7 Ways to Teach Vocabulary to Your Toddler
Get in the habit of practicing speech and vocabulary with your child each day. The more you do, the more natural it will become, and your child will be talking up a storm in no time!
- Talk to your toddler as much as you can. It may feel silly to talk non-stop, but that is one of the best things you can do to help your child’s speech develop. Describe what you’re doing throughout the day – starting with how you insert the coffee filter, scoop the coffee, pour in the water, and press the button. During the bath, name each body part as you wash it. Pretend you’re in a cooking show while you make dinner and explain what you’re doing (stopping to allow your little one to smell the ingredients and talking about how each item smells).
- Don’t use baby talk. I’m not referring to parentese (which actually has been shown to be good for your baby’s language development). I am talking about actual baby talk – calling items by incorrect names (such as calling a bottle a “ba-ba”). Baby talk does not benefit your baby; it is important for their vocabulary development that you use the proper words for items.
- Invest in vocabulary books. There are some fantastic vocabulary books out there, with a great variety of words and subjects. Look for the ones that have real photos rather than animated pictures – the real photos help your toddler make the connection when they see an item in real life. Don’t worry if the vocabulary seems too advanced – you’ll be surprised what your toddler picks up! We had one vocabulary book focused on animals with some really obscure ones that I didn’t even know, but my son sure was able to tell people what a budgerigar was!

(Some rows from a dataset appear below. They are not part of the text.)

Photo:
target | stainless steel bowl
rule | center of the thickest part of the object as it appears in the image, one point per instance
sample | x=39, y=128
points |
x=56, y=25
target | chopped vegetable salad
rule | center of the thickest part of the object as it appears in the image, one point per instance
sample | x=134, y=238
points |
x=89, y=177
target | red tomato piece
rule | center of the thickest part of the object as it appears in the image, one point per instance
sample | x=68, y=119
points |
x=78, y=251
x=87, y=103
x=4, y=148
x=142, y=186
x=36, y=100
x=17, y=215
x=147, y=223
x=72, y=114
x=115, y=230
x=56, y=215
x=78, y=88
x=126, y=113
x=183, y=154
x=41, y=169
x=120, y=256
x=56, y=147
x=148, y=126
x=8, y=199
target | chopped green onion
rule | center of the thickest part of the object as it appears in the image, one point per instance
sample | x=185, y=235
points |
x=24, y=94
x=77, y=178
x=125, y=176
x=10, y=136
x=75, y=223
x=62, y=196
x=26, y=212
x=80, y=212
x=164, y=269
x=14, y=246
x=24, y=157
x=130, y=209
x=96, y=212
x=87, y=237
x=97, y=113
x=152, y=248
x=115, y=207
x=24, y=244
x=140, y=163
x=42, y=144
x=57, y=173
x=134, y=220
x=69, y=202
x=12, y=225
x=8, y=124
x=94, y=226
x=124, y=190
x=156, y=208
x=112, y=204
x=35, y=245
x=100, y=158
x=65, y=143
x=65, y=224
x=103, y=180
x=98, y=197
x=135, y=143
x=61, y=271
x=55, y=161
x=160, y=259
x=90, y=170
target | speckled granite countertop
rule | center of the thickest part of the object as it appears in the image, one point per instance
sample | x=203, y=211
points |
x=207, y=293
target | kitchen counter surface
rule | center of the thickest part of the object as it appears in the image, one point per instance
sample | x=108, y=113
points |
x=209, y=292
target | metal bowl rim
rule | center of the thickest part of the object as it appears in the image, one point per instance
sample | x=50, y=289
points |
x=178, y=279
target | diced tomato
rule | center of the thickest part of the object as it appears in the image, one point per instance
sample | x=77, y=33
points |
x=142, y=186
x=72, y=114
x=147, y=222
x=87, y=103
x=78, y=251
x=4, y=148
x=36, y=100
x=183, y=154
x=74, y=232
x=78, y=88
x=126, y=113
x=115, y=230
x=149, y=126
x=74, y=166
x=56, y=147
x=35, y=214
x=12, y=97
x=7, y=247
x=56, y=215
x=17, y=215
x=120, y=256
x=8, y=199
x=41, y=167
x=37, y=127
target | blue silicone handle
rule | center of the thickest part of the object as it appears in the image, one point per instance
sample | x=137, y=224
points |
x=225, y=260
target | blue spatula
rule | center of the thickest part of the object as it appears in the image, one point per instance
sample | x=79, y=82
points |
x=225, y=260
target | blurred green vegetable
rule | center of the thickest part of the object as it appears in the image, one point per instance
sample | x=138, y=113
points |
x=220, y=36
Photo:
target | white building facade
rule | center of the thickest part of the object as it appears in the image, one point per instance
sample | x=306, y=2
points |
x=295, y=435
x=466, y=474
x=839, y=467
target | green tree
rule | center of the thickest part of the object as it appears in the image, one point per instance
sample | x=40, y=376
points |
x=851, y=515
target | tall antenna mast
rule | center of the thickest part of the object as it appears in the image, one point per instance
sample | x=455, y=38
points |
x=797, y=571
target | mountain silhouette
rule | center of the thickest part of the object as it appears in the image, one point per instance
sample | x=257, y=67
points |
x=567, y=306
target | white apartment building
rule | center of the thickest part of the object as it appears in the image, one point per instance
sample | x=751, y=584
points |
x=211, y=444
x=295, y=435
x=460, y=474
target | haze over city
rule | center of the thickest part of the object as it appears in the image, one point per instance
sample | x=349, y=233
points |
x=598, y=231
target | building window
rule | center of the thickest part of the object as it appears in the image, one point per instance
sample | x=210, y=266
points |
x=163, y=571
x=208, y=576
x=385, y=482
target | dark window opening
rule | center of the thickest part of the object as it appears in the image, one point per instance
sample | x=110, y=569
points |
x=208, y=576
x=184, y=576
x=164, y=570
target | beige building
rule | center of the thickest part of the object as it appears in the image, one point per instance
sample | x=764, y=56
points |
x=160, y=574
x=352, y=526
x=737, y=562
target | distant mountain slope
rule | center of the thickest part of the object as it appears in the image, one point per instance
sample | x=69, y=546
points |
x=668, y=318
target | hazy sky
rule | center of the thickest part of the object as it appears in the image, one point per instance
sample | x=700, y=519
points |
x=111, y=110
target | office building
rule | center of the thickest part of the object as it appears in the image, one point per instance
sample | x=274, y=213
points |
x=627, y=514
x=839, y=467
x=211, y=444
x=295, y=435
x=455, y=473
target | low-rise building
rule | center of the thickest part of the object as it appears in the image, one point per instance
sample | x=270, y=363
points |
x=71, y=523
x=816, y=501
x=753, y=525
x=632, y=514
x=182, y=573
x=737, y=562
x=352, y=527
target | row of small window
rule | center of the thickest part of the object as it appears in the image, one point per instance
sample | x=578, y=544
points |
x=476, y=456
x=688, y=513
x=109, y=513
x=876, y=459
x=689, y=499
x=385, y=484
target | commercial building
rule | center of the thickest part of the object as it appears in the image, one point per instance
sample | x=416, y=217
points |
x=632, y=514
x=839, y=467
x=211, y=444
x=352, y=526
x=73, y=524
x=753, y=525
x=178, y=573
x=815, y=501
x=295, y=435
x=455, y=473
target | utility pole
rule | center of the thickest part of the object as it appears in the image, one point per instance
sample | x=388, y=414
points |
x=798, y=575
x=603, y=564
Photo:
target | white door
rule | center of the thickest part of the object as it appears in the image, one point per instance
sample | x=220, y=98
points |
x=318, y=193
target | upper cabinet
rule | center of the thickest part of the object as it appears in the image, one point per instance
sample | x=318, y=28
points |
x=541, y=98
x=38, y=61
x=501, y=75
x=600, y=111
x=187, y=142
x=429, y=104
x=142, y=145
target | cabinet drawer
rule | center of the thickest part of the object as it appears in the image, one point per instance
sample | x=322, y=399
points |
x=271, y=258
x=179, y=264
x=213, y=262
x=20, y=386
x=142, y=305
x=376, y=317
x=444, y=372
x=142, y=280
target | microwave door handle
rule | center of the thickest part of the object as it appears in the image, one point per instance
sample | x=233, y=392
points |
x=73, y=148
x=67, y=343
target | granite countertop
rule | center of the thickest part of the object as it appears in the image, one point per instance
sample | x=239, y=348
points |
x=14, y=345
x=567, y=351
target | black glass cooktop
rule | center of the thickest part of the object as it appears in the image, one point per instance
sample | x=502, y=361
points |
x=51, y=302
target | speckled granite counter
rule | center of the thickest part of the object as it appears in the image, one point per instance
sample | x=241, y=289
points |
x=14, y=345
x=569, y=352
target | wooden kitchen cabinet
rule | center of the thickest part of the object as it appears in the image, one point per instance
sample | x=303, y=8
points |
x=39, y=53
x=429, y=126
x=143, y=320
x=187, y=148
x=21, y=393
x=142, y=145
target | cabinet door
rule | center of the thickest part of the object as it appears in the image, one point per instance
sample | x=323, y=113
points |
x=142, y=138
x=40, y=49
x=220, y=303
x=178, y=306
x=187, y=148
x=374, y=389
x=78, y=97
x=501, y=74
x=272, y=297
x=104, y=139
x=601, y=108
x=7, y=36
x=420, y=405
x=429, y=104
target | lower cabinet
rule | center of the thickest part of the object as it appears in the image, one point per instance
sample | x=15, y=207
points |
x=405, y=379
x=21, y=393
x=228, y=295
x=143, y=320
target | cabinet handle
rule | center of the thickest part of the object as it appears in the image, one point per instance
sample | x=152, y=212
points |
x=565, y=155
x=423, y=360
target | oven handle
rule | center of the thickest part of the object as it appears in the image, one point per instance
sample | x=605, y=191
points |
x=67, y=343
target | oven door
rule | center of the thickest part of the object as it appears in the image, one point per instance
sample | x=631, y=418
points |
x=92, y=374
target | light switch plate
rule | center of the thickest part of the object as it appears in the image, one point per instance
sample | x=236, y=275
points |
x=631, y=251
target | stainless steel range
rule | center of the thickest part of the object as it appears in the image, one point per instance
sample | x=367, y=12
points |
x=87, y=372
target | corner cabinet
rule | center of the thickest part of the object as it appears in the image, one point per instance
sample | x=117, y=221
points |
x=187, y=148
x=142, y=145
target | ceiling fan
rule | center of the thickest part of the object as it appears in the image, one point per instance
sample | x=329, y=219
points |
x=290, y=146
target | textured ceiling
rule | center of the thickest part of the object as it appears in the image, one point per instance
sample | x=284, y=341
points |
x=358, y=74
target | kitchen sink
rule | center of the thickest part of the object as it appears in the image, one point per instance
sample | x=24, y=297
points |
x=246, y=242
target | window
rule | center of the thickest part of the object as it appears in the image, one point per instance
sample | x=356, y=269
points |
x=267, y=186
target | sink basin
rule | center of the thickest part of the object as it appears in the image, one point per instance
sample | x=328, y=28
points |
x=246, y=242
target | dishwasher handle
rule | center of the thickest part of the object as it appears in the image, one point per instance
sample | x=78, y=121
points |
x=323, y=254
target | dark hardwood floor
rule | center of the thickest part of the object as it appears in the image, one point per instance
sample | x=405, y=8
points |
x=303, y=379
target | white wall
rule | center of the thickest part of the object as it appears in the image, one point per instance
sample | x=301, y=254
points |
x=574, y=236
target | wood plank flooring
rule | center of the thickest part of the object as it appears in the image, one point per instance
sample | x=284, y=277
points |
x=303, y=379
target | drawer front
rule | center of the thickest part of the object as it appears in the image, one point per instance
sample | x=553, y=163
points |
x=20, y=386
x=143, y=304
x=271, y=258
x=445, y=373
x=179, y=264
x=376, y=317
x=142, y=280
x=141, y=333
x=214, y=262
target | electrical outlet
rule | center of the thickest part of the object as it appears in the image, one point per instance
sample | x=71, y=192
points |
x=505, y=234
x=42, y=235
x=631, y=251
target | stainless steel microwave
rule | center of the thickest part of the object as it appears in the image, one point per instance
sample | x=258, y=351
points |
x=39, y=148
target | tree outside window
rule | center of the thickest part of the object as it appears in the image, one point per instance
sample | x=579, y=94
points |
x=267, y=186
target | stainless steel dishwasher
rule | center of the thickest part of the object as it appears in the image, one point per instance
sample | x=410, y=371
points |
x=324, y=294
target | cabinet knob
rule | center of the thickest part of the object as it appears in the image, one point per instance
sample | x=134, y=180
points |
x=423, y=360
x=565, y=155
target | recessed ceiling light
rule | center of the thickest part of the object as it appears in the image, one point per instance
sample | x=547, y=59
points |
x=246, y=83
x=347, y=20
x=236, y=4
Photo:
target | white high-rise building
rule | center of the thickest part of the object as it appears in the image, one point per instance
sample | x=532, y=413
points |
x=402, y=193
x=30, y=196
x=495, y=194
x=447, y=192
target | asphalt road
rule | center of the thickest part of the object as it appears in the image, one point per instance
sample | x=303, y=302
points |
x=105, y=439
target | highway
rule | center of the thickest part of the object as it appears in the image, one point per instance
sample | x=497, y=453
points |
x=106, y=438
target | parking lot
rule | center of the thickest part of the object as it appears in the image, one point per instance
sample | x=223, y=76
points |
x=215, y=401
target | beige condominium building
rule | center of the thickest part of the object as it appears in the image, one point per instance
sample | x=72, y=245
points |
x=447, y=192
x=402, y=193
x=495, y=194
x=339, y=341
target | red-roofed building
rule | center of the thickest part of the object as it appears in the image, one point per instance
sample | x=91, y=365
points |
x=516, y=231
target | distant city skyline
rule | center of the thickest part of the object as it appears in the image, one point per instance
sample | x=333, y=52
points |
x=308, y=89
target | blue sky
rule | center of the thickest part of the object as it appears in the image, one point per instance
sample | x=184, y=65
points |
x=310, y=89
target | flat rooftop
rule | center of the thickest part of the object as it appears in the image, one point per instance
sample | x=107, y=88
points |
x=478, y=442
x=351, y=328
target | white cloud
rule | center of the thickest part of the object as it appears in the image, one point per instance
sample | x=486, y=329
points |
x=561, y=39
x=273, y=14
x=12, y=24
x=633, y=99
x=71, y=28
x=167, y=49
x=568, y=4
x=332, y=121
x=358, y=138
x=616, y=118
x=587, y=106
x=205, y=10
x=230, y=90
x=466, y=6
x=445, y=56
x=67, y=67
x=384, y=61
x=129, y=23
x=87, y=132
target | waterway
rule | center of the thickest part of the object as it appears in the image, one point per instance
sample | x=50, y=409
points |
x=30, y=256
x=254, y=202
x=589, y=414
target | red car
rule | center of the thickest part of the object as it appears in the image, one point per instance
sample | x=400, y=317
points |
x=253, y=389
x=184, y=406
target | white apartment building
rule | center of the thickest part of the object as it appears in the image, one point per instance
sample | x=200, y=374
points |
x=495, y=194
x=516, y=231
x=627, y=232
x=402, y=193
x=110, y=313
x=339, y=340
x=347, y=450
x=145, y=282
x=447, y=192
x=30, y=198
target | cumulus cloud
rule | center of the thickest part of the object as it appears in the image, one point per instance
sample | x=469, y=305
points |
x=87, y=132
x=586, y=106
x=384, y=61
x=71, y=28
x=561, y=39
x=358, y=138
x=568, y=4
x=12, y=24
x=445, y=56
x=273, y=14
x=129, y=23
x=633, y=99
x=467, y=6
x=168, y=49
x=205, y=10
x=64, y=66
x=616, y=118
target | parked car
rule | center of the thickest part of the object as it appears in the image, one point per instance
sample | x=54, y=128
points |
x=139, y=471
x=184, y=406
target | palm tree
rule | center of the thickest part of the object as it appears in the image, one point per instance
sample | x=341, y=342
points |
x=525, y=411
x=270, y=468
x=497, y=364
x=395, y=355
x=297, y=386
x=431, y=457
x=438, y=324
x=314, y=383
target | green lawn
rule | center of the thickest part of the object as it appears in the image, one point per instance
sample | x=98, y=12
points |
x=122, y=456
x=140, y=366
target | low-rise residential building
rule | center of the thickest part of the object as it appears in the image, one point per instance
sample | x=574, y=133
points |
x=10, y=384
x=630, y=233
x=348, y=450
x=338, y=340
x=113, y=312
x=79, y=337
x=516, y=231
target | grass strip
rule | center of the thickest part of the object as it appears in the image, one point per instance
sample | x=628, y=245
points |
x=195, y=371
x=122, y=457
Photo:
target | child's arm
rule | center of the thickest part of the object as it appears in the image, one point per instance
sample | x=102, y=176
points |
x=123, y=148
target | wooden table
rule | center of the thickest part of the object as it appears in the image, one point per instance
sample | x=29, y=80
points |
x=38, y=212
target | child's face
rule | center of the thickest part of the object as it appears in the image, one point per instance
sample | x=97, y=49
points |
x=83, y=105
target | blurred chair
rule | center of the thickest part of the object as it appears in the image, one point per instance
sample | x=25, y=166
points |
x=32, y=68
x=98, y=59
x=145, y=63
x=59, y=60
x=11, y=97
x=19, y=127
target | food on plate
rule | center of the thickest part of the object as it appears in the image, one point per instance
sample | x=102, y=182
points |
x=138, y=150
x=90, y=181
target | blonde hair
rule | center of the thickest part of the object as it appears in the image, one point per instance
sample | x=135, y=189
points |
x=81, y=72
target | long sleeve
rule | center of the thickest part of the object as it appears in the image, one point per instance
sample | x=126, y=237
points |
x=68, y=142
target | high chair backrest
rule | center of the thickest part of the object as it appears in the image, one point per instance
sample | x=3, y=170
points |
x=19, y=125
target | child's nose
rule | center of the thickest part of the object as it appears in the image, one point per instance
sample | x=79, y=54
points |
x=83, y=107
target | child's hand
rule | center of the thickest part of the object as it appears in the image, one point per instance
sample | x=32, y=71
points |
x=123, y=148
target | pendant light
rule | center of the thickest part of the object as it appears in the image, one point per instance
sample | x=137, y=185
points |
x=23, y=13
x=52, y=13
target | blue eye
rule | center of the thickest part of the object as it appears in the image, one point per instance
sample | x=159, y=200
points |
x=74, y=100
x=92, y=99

- Repeat, and repeat again. Repetition is key at this age. Use a new vocabulary word often and make a few connections with it. For example, “Oh look – there’s a squirrel! Do you see the squirrel’s bushy tail? Look how quickly the squirrel scampers up the tree! Bye, bye Mr. Squirrel!”
- Use descriptive language. In the squirrel example above, adding in “bushy” when describing his tail helps your toddler see what bushy means – the opportunity would have been missed if you just said “do you see the squirrel’s tail?” You also could have said, “the squirrel runs up the tree, but “scampers” is so much more descriptive of what a squirrel does!
- Play games. Kids love games – when learning is fun, they will retain so much more! When you are in the car, play “I spy” with your toddler. At first, she may not be able to name the things she sees, but she’ll get there quickly.
- Read every single day. The single most important thing you can do to develop your child’s language skills is read to him. Make reading part of your daily routine, and stick to it. Some kids love books and want to hold and look at them, but that’s not enough – make sure they hear you reading aloud to them every day.
Your toddler’s language skills are emerging, and before long, you’ll start to see your effort pay off. Don’t worry – the constant questions will start soon enough!